A distinct-IP count, ours included, measures how many hosts an operation is renting, not how many operations there are. Take our own 566: strip the disguises with a fingerprint and it collapses to one operation that has kept a secrets wordlist current since at least February and adds each new disclosure bug to it. CrowdSec, watching from a separate sensor network, logged 412 of these IPs over a narrower window. Two vantage points, two counts, the same campaign. The fingerprint is the part that shows one hand is behind it.

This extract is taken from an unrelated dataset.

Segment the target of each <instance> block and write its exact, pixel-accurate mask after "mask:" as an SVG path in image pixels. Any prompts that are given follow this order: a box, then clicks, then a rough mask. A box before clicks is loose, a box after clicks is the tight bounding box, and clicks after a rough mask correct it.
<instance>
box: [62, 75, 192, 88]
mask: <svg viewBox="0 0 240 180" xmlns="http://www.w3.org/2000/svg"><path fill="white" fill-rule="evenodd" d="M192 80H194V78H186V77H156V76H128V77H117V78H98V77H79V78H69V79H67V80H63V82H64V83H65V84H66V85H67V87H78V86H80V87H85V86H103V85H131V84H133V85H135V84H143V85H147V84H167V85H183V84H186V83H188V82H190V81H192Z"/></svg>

It is the bulk-collection end of something other teams are seeing from their own vantage points. The DFIR Report documented the Bissa scanner collecting 30,000 distinct .env files in eleven days in April and shipping them to cloud storage. Google's H1 2026 Threat Horizons report puts identity compromise under 83 percent of cloud intrusions, much of it seeded by exposed secrets like these. This fingerprint is what the front of that supply chain looks like up close: one disposable, cloud-rented harvester.

what to take from it

If you run the targets, the fix that lasts is to not serve the files. Keep .env, .git, actuator endpoints, profilers, and database dumps off anything internet-facing, and rotate any secret a 365 KB Gravity SMTP report would have leaked, because if you were exposed during that June window it was almost certainly read. Updating to Gravity SMTP 2.1.5 shuts one door and leaves the rest of the wordlist alone.

If you run the defenses, an IP blocklist was never going to hold here, and neither was a user-agent rule, because the operator treats both as throwaway. The one thing it could not cheaply change was the shape of its own client. A single JA4H hash turned 566 anonymous addresses into one operation you can name and track. That is where the noise actually separates.